For aggressive lymphomas originating in specific sites like the mediastinum and testes, IELSG has completely transformed the treatment landscape through a series of studies.

Primary Mediastinal Large B-cell Lymphoma (PMBCL): IELSG’s early retrospective study was the first to challenge the “dogma” of the time that considered the CHOP regimen (cyclophosphamide, doxorubicin, vincristine, prednisone) as the standard of care for all diffuse large B-cell lymphomas, pointing out its suboptimal efficacy in PMBCL. Subsequently, through the prospective IELSG26 study, the team established the critical role of Positron Emission Tomography (PET) in assessing treatment response in PMBCL, contributing core data to the development of the Lugano Classification. Building on this, the pivotal IELSG37 randomized controlled trial proved that for patients achieving a Complete Metabolic Response (CMR) after chemoimmunotherapy, consolidation radiotherapy could be safely omitted.
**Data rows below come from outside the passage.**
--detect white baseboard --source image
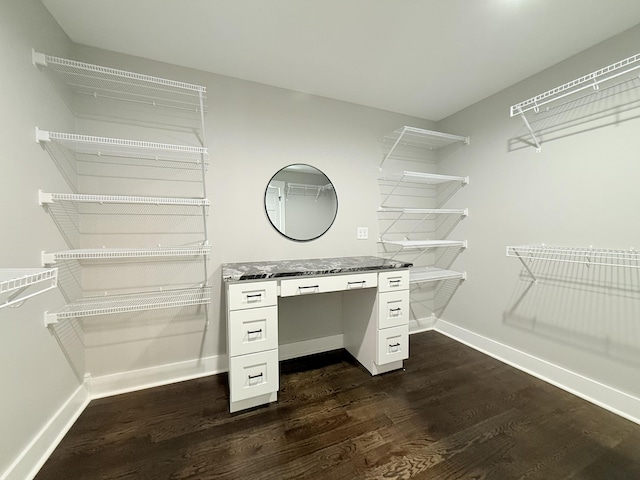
[278,334,344,360]
[91,354,229,400]
[434,320,640,424]
[0,381,91,480]
[11,326,640,480]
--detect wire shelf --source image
[0,268,58,308]
[42,245,211,265]
[378,207,469,217]
[380,126,470,166]
[378,171,469,185]
[409,267,467,283]
[33,51,206,115]
[36,128,207,169]
[507,245,640,268]
[510,53,640,117]
[38,190,210,207]
[378,240,467,249]
[44,286,211,325]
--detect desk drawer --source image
[378,270,409,292]
[376,324,409,365]
[280,272,378,297]
[229,349,280,402]
[378,290,409,328]
[228,307,278,357]
[227,281,278,310]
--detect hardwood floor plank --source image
[36,332,640,480]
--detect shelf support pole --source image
[520,112,542,153]
[513,251,538,284]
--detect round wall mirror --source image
[264,163,338,242]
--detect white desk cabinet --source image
[223,257,411,412]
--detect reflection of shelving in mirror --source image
[0,268,58,308]
[45,286,211,325]
[32,51,206,116]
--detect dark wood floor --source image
[36,332,640,480]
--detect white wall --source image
[0,0,84,478]
[438,27,640,397]
[38,46,433,377]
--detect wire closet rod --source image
[510,53,640,117]
[32,50,207,92]
[38,190,210,207]
[36,127,207,154]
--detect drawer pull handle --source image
[247,293,262,302]
[298,285,320,293]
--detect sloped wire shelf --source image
[0,268,58,308]
[378,171,469,208]
[38,190,210,207]
[42,245,211,265]
[36,127,207,169]
[409,267,467,283]
[379,171,469,185]
[44,286,211,325]
[378,207,469,242]
[380,126,470,166]
[32,51,206,114]
[379,240,467,249]
[507,245,640,281]
[509,53,640,152]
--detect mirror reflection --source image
[264,163,338,241]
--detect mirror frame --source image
[262,163,339,243]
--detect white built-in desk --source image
[222,256,411,412]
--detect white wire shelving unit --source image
[378,207,469,239]
[509,53,640,152]
[32,50,211,325]
[409,267,467,283]
[378,239,468,262]
[378,171,469,208]
[42,245,211,266]
[38,190,210,207]
[0,268,58,308]
[36,127,208,169]
[44,285,211,326]
[32,50,206,115]
[507,245,640,281]
[380,126,471,167]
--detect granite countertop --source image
[222,256,413,282]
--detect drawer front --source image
[378,290,409,328]
[280,272,378,297]
[227,281,278,310]
[229,349,280,402]
[227,307,278,357]
[376,325,409,365]
[378,270,409,292]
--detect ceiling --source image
[42,0,640,121]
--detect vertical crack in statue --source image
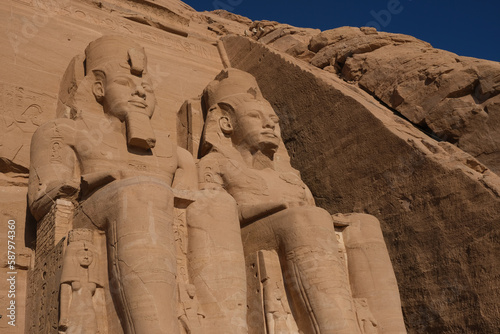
[28,36,197,334]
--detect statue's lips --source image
[260,131,278,137]
[128,100,148,108]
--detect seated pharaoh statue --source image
[187,68,405,334]
[28,36,197,334]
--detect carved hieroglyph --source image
[188,69,405,334]
[28,36,197,334]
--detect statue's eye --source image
[113,78,130,87]
[247,111,260,118]
[142,82,153,93]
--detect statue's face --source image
[76,249,94,267]
[231,101,281,150]
[103,72,156,121]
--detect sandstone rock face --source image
[224,37,500,333]
[0,0,500,334]
[252,27,500,176]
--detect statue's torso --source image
[54,115,177,184]
[203,154,311,204]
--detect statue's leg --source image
[343,213,406,334]
[242,207,359,334]
[186,190,248,334]
[78,177,179,334]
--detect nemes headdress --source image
[85,35,147,76]
[203,68,264,111]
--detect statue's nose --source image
[263,117,275,130]
[134,85,146,98]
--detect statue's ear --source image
[92,80,104,103]
[219,116,233,136]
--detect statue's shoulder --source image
[199,151,228,165]
[33,118,77,140]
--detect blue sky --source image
[185,0,500,61]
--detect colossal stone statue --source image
[59,229,105,333]
[28,36,197,334]
[188,68,405,334]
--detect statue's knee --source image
[279,207,336,245]
[287,206,333,231]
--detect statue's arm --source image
[59,283,73,332]
[28,120,80,220]
[172,147,198,190]
[198,153,288,224]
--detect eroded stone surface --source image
[0,0,500,334]
[225,37,500,333]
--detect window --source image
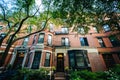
[32,51,41,69]
[109,36,120,47]
[93,27,98,33]
[62,27,68,33]
[0,26,3,30]
[62,38,70,46]
[117,52,120,59]
[103,24,110,32]
[103,54,115,68]
[22,37,29,46]
[44,52,50,67]
[98,38,105,47]
[38,33,44,43]
[7,35,12,44]
[32,35,36,44]
[78,27,85,34]
[80,37,89,46]
[68,50,89,69]
[48,35,52,46]
[49,23,54,32]
[0,33,6,40]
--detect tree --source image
[0,0,50,66]
[42,0,120,34]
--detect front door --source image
[57,53,64,72]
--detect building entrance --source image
[57,53,64,72]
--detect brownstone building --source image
[0,24,120,72]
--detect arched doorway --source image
[57,53,64,72]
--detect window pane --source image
[76,53,85,67]
[62,38,69,46]
[48,35,52,45]
[45,53,50,67]
[38,34,44,43]
[62,28,68,33]
[69,53,75,67]
[23,37,29,46]
[109,36,120,47]
[32,52,41,69]
[103,54,115,68]
[103,24,110,31]
[80,37,88,46]
[33,35,36,44]
[98,38,105,47]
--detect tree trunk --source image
[1,34,15,66]
[0,38,4,47]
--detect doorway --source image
[57,53,64,72]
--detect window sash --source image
[80,37,89,46]
[48,35,52,45]
[38,34,44,43]
[32,51,41,69]
[44,52,50,67]
[103,24,110,31]
[62,38,69,46]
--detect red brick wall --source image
[88,53,105,72]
This successfully spared a large number of young patients from the long-term toxicity of radiotherapy, perfectly illustrating the concept of “precision de-escalation.”

Primary Testicular Lymphoma: This disease once had an extremely poor prognosis due to a very high rate of Central Nervous System (CNS) relapse and risk of contralateral testicular involvement. Through a large-scale real-world study, IELSG precisely identified a highly effective combined-modality treatment: an anthracycline-based systemic chemotherapy, intrathecal prophylaxis, and radiotherapy to the contralateral testis. The subsequent prospective IELSG10 study successfully validated this regimen, elevating the prognosis of the disease to a new level. Further research confirmed that a CNS prophylaxis strategy combining systemic Methotrexate with intrathecal injections could achieve a “zero incidence” of CNS relapse, providing the best evidence for clinical practice.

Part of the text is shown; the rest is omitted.